I should maybe leave this at that point, but I am responding also
to some points you make elsewhere in this thread.
>>In addition to the problem outlined above, what you say is contrary to
>>the algorithm that I successfully applied to devise the program I posted
>>earlier on this thread. I tested that quite a bit, so I am quite sure
>>that the decade should be split logarithmically into 96 equal steps
>>(sans rounding). In my testing, I compared results with the table
>>published by several resistor manufacturers.
>
> Well, it depends on how your algorithm works, and I can't read PERL.
You don't need to study my code to understand my point,
which is that by splitting the decade logarithmically into 96
intervals, the correct 96 values are obtained. I conveyed
this experience to underscore the idea that the reasoning I
laid out should be examined carefully, as it is likely correct.
> The
> 96th root is 1.024275221... To four significant figures, the two roots
> are 1.024... So if you preserve only those four figures and calculate
> the values by successive multiplications, you will get the same answers
> whether you use the 96th root or the 97th root.
When I evaluate 1.024^96, I get 9.7453 on my HP32S. (And
this agrees with another calculator I checked.) For the E96 series
starting with 1, the 96th and last member is 9.76. So your method
requires one more step (times 1.024) to reach the next decade. It
produces 97 values per decade, (assuming we round off to 3 digits
at each closest approach to whole powers of 10), whereas all the
tables I've seen have only 96 values per decade.
Maybe there is some trick rule for rounding, dropping accumulated
"erroneous" residue at special places, or other machinations, that
will convert what would otherwise be 97 intervals into the 96 that
are required to duplicate the standard values. I do not doubt your
ability to devise such a rule. But I would hope you could see, if
not acknowledge, the preferable simplicity of this rule:
for (N = 0 to 95)
standard_value[n] = round_to_3_digits( 10 ^ (N/96) )

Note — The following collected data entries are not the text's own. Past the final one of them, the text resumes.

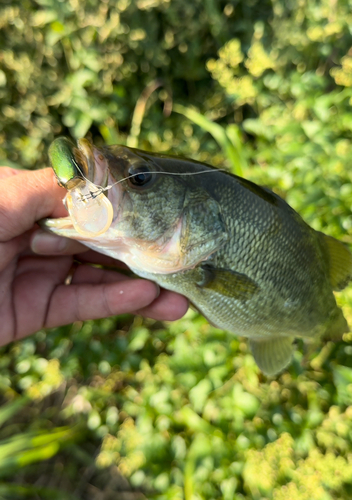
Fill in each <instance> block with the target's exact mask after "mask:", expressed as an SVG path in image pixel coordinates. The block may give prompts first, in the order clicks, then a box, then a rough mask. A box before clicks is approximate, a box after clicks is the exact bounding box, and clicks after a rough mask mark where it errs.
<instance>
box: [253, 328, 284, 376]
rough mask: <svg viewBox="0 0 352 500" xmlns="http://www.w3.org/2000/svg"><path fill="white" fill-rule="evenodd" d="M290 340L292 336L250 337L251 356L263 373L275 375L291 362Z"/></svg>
mask: <svg viewBox="0 0 352 500" xmlns="http://www.w3.org/2000/svg"><path fill="white" fill-rule="evenodd" d="M292 342H293V337H275V338H272V339H263V340H262V339H261V340H252V339H250V346H251V349H252V354H253V357H254V359H255V361H256V363H257V365H258V366H259V368H260V369H261V371H262V372H263V373H264V374H265V375H268V376H273V375H276V374H277V373H279V372H281V371H282V370H283V369H284V368H286V367H287V366H288V365H289V364H290V363H291V359H292Z"/></svg>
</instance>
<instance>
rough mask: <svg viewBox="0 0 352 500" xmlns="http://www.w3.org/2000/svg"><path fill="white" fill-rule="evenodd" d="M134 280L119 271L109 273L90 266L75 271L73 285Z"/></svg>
mask: <svg viewBox="0 0 352 500" xmlns="http://www.w3.org/2000/svg"><path fill="white" fill-rule="evenodd" d="M131 279H133V278H129V277H128V276H126V275H124V274H122V273H118V272H117V271H107V270H105V269H104V270H102V269H100V268H97V267H93V266H89V265H85V264H82V265H79V266H78V267H77V269H76V270H75V272H74V274H73V276H72V280H71V284H73V285H78V284H83V283H92V284H99V283H116V282H118V281H125V280H131ZM156 286H157V285H156Z"/></svg>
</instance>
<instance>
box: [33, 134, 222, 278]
mask: <svg viewBox="0 0 352 500" xmlns="http://www.w3.org/2000/svg"><path fill="white" fill-rule="evenodd" d="M49 156H50V160H51V163H52V167H53V170H54V172H55V175H56V177H57V179H58V182H59V184H60V185H62V186H63V187H65V188H66V189H68V192H70V191H71V190H73V189H76V188H77V187H78V188H79V186H80V185H81V184H82V183H84V182H86V181H89V183H91V184H92V185H93V186H94V187H95V188H96V189H97V190H98V191H99V190H100V191H99V196H103V197H106V198H107V199H108V200H109V202H110V203H111V206H112V210H113V215H112V221H111V224H110V225H109V228H108V229H107V230H106V231H104V233H103V234H99V235H97V236H92V237H87V236H86V235H82V234H80V233H79V232H77V230H76V229H75V227H74V224H73V223H72V218H71V217H65V218H62V219H49V220H46V221H44V222H43V223H42V226H43V227H44V228H46V229H48V230H49V231H51V232H54V233H56V234H59V235H61V236H65V237H68V238H73V239H76V240H80V241H81V242H82V243H84V244H85V245H87V246H89V247H90V248H94V249H96V250H98V251H100V252H102V253H105V254H107V255H110V256H112V257H115V258H117V259H119V260H122V261H124V262H125V263H126V264H127V265H129V266H130V267H131V268H132V269H134V270H137V271H138V270H145V269H147V270H148V272H155V273H172V272H177V271H180V270H183V269H188V268H191V267H194V266H195V265H197V264H198V263H199V262H201V261H202V260H205V259H207V258H208V257H209V256H210V255H211V254H212V253H214V251H215V250H217V249H218V248H219V247H220V246H221V245H222V244H223V243H224V242H225V241H226V239H227V232H226V228H225V226H224V221H223V218H222V215H221V210H220V207H219V205H218V203H217V202H216V201H215V200H214V198H213V197H212V196H211V195H210V194H209V193H208V192H207V190H206V189H204V188H202V187H200V186H199V185H198V183H197V182H196V180H195V178H192V175H190V174H192V173H196V172H198V171H200V170H201V169H202V168H203V170H204V165H202V164H199V163H197V162H192V161H188V160H181V159H179V158H176V157H169V156H165V155H155V154H152V153H149V152H145V151H142V150H138V149H132V148H129V147H126V146H122V145H114V146H103V147H96V146H94V145H93V144H92V143H90V142H89V141H88V140H87V139H80V140H79V141H78V143H77V146H75V145H74V144H73V143H71V142H70V141H68V140H67V139H65V138H59V139H56V141H54V143H53V144H52V145H51V147H50V149H49ZM209 169H210V167H209ZM94 196H95V195H94V193H93V195H92V198H94ZM87 216H88V217H89V216H90V213H89V212H88V211H87Z"/></svg>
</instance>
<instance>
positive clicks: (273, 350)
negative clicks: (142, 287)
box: [45, 139, 352, 375]
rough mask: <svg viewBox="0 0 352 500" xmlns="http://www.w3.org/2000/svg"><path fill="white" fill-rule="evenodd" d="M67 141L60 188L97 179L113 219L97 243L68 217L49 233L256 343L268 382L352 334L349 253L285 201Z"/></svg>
mask: <svg viewBox="0 0 352 500" xmlns="http://www.w3.org/2000/svg"><path fill="white" fill-rule="evenodd" d="M62 140H63V139H57V140H56V141H54V144H53V146H52V148H51V151H54V155H53V154H51V155H50V156H51V160H52V165H53V168H54V171H55V173H56V175H57V177H58V179H59V181H60V182H61V184H63V185H67V177H72V178H75V176H76V177H77V176H78V177H79V175H80V173H82V172H83V173H84V175H87V172H90V174H89V175H90V178H89V180H90V181H92V182H94V183H95V184H97V185H99V186H102V187H106V186H113V187H112V188H111V189H108V190H106V191H105V194H106V195H107V196H108V198H109V200H110V201H111V203H112V205H113V209H114V217H113V221H112V224H111V226H110V228H109V229H108V231H106V232H105V233H104V234H102V235H100V236H98V237H96V238H84V237H82V236H81V235H79V234H78V233H77V232H76V231H75V230H74V229H73V227H72V226H70V223H69V220H68V219H67V218H65V219H56V220H49V221H46V223H45V225H46V227H47V228H48V229H49V230H51V231H53V232H55V233H56V234H60V235H62V236H66V237H69V238H74V239H78V240H80V241H82V243H84V244H85V245H87V246H88V247H90V248H92V249H94V250H96V251H98V252H101V253H104V254H106V255H109V256H111V257H114V258H116V259H119V260H121V261H123V262H125V263H126V264H127V265H128V266H129V267H130V268H131V270H132V271H133V272H134V273H135V274H137V275H138V276H141V277H144V278H147V279H150V280H152V281H155V282H156V283H158V284H159V285H160V286H162V287H164V288H166V289H168V290H173V291H175V292H178V293H180V294H182V295H185V296H186V297H187V298H188V299H189V300H190V301H191V303H192V304H193V305H194V306H195V307H196V308H197V309H198V310H199V311H200V312H201V313H202V314H203V315H204V316H205V317H206V318H207V319H208V320H209V322H211V323H212V324H213V325H215V326H216V327H218V328H221V329H226V330H229V331H231V332H233V333H235V334H237V335H240V336H244V337H248V338H249V340H250V345H251V349H252V352H253V355H254V358H255V360H256V362H257V364H258V366H259V367H260V368H261V370H262V371H263V372H264V373H266V374H267V375H274V374H276V373H278V372H280V371H281V370H282V369H284V368H285V367H286V366H287V365H288V364H289V363H290V361H291V357H292V342H293V340H294V338H296V337H302V338H306V339H318V338H321V337H324V336H325V337H327V336H330V337H332V338H337V337H341V336H342V334H343V333H345V332H347V331H348V326H347V322H346V320H345V318H344V316H343V313H342V311H341V309H339V308H338V306H337V305H336V301H335V297H334V293H333V291H334V290H341V289H342V288H344V287H345V286H346V285H347V283H348V282H349V280H350V278H351V276H352V257H351V254H350V252H349V250H348V249H347V248H346V247H345V246H344V245H343V244H342V243H340V242H339V241H337V240H335V239H334V238H331V237H329V236H326V235H324V234H322V233H320V232H317V231H315V230H314V229H312V228H311V227H309V226H308V225H307V224H306V223H305V222H304V221H303V219H302V218H301V217H300V216H299V215H298V214H297V213H296V212H295V211H294V210H293V209H292V208H291V207H290V206H289V205H288V204H287V203H286V202H285V201H284V200H283V199H281V198H280V197H279V196H278V195H276V194H275V193H273V192H272V191H270V190H269V189H266V188H262V187H259V186H257V185H255V184H254V183H252V182H250V181H248V180H245V179H242V178H240V177H237V176H234V175H231V174H229V173H225V172H222V171H219V170H216V169H214V168H213V167H211V166H209V165H205V164H203V163H199V162H196V161H192V160H184V159H179V158H176V157H171V156H166V155H156V154H152V153H148V152H145V151H141V150H137V149H130V148H127V147H125V146H106V147H102V148H97V147H95V146H92V145H90V146H88V143H87V141H85V142H80V141H79V142H78V144H79V147H78V148H74V147H73V146H72V147H68V145H67V144H66V149H65V148H64V147H63V143H62V142H60V141H62ZM60 148H61V149H60ZM59 149H60V152H59V154H58V150H59ZM63 149H65V151H64V154H63V152H62V150H63ZM60 158H61V159H60ZM92 158H94V161H95V165H94V168H93V169H92ZM70 159H71V165H72V172H71V174H69V175H68V173H67V169H68V167H67V166H68V165H69V160H70ZM88 163H89V165H90V168H88V167H89V165H88V166H87V164H88ZM61 165H63V166H64V168H63V170H64V177H65V178H64V180H62V177H60V175H61V174H60V168H61ZM77 165H80V167H79V172H77ZM93 170H94V174H92V171H93ZM174 174H176V175H174ZM189 174H192V175H189ZM92 177H94V178H92ZM127 177H129V179H126V178H127Z"/></svg>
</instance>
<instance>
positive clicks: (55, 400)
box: [0, 0, 352, 500]
mask: <svg viewBox="0 0 352 500" xmlns="http://www.w3.org/2000/svg"><path fill="white" fill-rule="evenodd" d="M351 26H352V2H351V0H320V1H318V0H271V1H269V0H225V1H223V0H192V1H186V0H172V1H171V0H99V1H98V0H86V1H78V0H65V1H58V0H36V1H34V0H21V1H18V0H11V1H10V0H2V1H1V4H0V106H1V121H0V164H2V165H9V166H14V167H17V168H23V167H25V168H32V169H33V168H41V167H44V166H47V164H48V160H47V147H48V145H49V144H50V142H51V141H52V140H53V138H54V137H55V136H57V135H60V134H66V135H71V136H73V137H74V138H79V137H82V136H84V135H85V134H86V133H87V132H88V131H90V132H91V133H92V135H93V137H94V140H95V141H96V143H98V144H99V142H106V143H125V144H128V145H130V146H133V145H134V146H136V145H138V146H139V147H140V148H143V149H147V150H152V151H160V152H161V151H162V152H167V151H172V152H173V153H174V154H180V155H184V156H190V157H193V158H195V159H197V160H201V161H206V162H209V163H211V164H213V165H217V166H221V167H223V166H225V167H227V168H229V169H232V171H233V172H235V173H238V174H242V175H244V176H245V177H247V178H250V179H252V180H253V181H255V182H257V183H259V184H265V185H267V186H270V187H272V188H273V189H274V190H275V191H276V192H278V193H279V194H280V195H281V196H283V197H285V198H286V199H287V201H288V202H289V203H290V204H291V205H292V206H293V207H294V208H295V209H296V210H298V211H299V212H300V213H301V214H302V216H303V217H304V218H305V220H306V221H307V222H308V223H310V224H311V225H312V226H313V227H314V228H316V229H319V230H323V231H324V232H326V233H327V234H330V235H332V236H335V237H338V238H339V239H341V240H343V241H345V242H346V243H350V244H352V227H351V226H352V222H351V221H352V217H351V200H352V169H351V157H352V149H351V141H350V138H351V131H352V114H351V103H352V47H351ZM171 109H172V110H171ZM338 300H339V302H340V304H341V305H342V306H343V308H344V311H345V315H346V317H347V318H348V319H349V321H350V325H352V292H351V290H350V291H348V290H347V291H346V292H344V293H343V294H339V297H338ZM344 340H345V341H344V342H339V343H332V342H328V343H325V344H322V345H320V346H319V347H318V348H317V349H316V350H314V349H313V348H309V347H307V346H304V345H303V344H302V343H301V342H299V343H298V349H297V351H296V352H295V357H294V362H293V364H292V366H291V367H290V368H289V369H288V370H286V371H285V372H284V373H283V374H282V375H280V376H279V377H278V378H277V379H275V380H274V379H267V378H265V377H264V376H263V375H261V374H260V372H259V370H258V368H257V367H256V365H255V363H254V361H253V359H252V356H251V354H250V352H249V350H248V347H247V345H246V343H245V342H244V341H243V340H242V339H239V338H236V337H234V336H233V335H230V334H228V333H227V332H222V331H219V330H216V329H214V328H213V327H211V326H210V325H209V324H207V322H206V321H205V320H204V319H203V318H202V317H200V316H199V315H197V314H195V313H194V312H191V311H190V312H189V313H188V314H187V315H186V317H185V318H183V319H182V320H180V321H178V322H175V323H172V324H162V323H158V322H155V321H150V320H142V319H141V318H133V317H130V316H123V317H118V318H110V319H105V320H101V321H95V322H87V323H84V324H81V323H75V324H73V325H69V326H66V327H63V328H56V329H54V330H51V331H50V332H49V331H40V332H38V333H37V334H35V335H33V336H32V337H31V338H28V339H26V340H23V341H21V342H16V343H14V344H12V345H10V346H8V347H5V348H2V349H1V357H0V366H1V371H0V394H1V403H2V406H1V408H0V498H4V499H24V498H30V499H49V498H50V499H63V498H65V499H75V500H77V499H84V500H98V499H99V500H108V499H119V500H131V499H143V498H148V499H152V498H153V499H158V500H166V499H173V500H174V499H180V500H181V499H185V500H201V499H207V500H208V499H209V500H210V499H220V498H221V499H224V500H244V499H246V500H247V499H248V500H249V499H253V500H260V499H261V500H284V499H289V500H350V498H351V497H352V336H350V335H346V336H345V339H344Z"/></svg>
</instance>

Answering Mr. Phoull's request for "the formula that calculates the
1% 'preferred' range of resitors", absent any authoritive statement
about how somebody long ago derived those tables, we have a
choice: Use the above formula because it is easy and works; or
complete the task of devising or elucidating your formula, which
will be more complicated, amenable to no closed form solution,
and unintuitive; or await or discover some other formula in the
hope that it will be better. I should think it is an easy choice.